Electronic Thesis and Dissertation Repository

Degree

Master of Clinical Science

Program

Family Medicine

Supervisor

Dr Tom Freeman

2nd Supervisor

Dr Bridget Ryan

Joint Supervisor

Abstract

Aims: This study explored family physicians’ (FPs) stated practices and decision-making for lung cancer screening.

Methods: Cross-sectional survey of a stratified random sample of Saskatchewan FPs using single item questions and simulated clinical scenarios.

Findings: Wide variations in FPs’ lung cancer screening practices exist in their decision to screen and choice of screening test. Certain physician, patient and non-medical factors influence FPs’ decision-making contrary to their perception of guidelines.

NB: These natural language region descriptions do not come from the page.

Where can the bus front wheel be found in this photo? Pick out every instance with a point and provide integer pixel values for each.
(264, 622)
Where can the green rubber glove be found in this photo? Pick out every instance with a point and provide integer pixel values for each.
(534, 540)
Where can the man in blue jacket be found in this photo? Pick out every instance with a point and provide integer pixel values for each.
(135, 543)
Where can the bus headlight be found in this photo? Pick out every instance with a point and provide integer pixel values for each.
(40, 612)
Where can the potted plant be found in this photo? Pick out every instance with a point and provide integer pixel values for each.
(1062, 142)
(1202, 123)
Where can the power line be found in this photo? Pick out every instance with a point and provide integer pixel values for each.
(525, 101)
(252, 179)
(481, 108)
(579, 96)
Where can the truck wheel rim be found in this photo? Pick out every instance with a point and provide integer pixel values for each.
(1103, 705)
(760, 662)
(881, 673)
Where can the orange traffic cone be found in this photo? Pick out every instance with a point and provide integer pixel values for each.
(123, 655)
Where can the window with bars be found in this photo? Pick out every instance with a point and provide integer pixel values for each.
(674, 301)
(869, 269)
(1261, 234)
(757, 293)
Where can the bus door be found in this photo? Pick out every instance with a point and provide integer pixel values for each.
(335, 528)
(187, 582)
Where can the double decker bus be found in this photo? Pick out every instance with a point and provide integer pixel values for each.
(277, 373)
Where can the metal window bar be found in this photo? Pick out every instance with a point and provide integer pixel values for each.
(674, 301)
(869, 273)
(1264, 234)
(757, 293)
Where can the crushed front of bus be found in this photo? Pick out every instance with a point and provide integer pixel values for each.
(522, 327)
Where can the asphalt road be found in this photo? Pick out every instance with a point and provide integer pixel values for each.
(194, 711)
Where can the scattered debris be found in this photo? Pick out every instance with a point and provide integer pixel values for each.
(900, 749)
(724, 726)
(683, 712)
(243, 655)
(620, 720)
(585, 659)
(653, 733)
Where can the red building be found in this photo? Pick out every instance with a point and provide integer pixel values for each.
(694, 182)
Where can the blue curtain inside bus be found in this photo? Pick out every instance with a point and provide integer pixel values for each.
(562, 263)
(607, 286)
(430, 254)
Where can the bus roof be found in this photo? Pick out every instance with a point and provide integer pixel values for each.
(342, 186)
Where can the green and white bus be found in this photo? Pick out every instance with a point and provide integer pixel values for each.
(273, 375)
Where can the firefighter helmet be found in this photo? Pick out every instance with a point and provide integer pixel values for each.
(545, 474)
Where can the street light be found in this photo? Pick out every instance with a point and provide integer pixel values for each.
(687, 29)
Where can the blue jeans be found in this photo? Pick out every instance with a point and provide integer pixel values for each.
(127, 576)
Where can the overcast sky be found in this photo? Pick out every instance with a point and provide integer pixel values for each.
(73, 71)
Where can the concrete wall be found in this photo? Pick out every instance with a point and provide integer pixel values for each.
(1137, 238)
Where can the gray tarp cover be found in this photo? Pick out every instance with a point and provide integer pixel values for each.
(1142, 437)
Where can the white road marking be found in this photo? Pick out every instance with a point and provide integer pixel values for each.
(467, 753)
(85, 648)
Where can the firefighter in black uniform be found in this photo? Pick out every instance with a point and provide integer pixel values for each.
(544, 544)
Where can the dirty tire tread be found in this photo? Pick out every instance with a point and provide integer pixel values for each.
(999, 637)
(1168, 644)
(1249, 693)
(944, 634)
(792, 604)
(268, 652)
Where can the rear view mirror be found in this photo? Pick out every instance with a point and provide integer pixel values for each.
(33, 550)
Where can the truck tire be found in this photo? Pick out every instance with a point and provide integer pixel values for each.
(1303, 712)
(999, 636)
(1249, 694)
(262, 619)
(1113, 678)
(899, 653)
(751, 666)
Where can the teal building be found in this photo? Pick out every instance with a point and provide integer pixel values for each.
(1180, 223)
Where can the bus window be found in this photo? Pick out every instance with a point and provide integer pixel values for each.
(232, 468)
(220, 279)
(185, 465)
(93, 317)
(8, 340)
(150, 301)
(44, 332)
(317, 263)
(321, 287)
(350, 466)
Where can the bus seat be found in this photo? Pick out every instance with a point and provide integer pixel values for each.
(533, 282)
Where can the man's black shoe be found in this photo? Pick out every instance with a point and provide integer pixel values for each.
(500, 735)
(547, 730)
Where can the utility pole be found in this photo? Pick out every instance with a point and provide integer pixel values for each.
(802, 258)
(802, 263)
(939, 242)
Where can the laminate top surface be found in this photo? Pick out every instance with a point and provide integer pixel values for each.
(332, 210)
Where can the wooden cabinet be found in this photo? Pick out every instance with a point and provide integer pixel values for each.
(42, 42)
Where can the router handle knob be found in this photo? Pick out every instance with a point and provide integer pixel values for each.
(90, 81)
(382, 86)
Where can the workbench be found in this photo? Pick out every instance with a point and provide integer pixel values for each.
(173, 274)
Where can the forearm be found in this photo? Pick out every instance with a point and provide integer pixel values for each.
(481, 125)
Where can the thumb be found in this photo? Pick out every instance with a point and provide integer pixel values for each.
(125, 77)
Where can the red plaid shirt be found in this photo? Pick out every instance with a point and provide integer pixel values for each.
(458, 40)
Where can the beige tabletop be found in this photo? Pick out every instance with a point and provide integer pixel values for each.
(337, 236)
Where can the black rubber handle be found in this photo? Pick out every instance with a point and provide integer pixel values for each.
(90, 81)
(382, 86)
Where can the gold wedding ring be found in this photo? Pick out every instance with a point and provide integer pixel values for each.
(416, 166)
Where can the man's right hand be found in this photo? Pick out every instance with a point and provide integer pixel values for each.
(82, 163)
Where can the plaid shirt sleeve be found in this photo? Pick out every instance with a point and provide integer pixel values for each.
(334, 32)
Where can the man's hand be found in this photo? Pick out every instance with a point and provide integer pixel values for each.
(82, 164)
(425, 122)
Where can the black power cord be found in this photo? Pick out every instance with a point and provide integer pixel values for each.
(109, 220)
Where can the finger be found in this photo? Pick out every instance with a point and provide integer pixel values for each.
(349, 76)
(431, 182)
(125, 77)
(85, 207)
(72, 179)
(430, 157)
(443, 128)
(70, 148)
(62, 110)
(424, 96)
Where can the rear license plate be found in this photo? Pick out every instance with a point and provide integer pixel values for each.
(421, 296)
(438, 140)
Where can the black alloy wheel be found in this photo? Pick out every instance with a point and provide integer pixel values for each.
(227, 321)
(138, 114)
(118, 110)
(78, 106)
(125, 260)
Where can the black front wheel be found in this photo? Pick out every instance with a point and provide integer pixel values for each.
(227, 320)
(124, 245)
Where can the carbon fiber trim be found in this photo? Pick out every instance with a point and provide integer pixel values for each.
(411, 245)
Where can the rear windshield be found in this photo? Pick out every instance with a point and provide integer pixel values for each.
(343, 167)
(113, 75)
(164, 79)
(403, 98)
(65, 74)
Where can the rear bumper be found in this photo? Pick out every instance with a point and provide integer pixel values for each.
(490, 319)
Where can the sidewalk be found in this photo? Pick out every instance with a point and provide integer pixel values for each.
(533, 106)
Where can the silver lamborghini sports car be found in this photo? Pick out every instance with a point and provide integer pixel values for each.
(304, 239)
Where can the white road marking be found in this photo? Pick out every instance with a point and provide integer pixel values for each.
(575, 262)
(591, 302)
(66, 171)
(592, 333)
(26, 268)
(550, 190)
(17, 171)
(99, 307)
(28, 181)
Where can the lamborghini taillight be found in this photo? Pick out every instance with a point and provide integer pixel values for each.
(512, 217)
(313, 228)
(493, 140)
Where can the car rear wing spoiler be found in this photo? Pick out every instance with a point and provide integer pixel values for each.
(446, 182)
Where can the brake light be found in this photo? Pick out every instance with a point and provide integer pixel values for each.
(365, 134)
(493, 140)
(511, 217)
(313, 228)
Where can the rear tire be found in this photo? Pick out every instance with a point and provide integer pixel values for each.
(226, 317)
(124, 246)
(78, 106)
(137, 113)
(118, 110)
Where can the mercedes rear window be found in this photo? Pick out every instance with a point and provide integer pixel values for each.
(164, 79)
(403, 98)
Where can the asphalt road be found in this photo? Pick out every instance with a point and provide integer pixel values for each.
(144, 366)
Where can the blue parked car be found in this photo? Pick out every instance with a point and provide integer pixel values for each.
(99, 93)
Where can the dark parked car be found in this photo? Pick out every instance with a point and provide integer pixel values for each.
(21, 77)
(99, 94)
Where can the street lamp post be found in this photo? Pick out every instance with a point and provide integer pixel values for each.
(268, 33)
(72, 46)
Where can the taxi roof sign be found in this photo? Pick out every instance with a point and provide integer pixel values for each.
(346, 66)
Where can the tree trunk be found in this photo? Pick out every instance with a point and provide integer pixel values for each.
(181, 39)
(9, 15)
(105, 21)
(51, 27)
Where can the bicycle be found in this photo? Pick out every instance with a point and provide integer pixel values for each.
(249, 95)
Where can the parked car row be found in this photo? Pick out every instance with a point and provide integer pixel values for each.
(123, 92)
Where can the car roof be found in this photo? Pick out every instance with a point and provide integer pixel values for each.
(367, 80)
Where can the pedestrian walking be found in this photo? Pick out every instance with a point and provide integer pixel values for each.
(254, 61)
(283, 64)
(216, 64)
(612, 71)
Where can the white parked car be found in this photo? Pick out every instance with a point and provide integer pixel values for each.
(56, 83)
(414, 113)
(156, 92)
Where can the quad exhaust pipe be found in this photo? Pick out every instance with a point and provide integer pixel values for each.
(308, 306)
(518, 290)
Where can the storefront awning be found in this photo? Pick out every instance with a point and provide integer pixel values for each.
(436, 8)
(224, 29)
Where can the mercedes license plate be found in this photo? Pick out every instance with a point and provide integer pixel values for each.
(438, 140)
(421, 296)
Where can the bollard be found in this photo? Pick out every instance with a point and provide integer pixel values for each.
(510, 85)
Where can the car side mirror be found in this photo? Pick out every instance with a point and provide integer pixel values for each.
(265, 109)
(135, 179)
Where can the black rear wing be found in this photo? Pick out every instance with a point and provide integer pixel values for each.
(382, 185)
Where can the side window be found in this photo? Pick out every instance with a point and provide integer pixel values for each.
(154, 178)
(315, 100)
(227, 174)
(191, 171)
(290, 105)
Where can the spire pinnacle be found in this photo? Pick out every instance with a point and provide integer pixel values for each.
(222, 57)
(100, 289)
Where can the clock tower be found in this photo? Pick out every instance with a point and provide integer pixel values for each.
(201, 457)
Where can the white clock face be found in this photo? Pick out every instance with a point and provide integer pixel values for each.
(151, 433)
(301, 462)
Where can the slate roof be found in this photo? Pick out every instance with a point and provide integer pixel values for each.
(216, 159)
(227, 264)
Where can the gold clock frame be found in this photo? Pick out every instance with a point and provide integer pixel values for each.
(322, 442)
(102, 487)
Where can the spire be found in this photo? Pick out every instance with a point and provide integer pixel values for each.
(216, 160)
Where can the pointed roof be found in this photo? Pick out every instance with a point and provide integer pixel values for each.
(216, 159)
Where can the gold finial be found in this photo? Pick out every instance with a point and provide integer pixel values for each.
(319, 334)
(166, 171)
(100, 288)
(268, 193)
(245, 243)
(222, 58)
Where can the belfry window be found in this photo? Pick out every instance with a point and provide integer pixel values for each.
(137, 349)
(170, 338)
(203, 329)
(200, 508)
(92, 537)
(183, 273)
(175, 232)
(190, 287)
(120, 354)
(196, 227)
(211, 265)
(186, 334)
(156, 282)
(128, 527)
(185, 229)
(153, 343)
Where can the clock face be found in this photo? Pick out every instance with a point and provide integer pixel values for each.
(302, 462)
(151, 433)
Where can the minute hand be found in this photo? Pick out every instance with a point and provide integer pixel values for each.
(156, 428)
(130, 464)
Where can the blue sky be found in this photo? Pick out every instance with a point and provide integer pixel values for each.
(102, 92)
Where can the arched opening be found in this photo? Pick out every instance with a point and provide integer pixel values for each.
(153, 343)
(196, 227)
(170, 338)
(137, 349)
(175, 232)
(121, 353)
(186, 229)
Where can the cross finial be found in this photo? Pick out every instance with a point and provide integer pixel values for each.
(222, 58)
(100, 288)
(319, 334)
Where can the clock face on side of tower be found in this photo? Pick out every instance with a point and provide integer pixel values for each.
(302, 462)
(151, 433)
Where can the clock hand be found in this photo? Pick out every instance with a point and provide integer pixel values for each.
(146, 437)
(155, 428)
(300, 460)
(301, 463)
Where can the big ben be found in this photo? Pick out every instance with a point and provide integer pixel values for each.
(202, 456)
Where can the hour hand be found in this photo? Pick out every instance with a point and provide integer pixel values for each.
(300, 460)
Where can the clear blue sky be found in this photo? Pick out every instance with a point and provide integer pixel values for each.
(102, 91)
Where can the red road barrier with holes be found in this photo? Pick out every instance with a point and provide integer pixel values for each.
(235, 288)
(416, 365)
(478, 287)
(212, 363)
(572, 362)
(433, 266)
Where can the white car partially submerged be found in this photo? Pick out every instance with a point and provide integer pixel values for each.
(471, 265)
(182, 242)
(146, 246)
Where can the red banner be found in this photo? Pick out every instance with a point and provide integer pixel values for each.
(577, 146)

Conclusions: The high self-reported prevalence and measured inclination to screen in clinical scenarios contrary to prevailing guidelines adds unnecessary health care costs and has potential to cause harm.

Significance: First and unique study regarding lung cancer screening in family practice in Canada. It contributes to the literature about existing FP practices and decision-making regarding lung cancer screening and highlights implications to health care cost, patient care and CME initiatives.

Keywords: Lung Cancer Screening, Decision-making, Clinical Practice Guidelines, Family Medicine.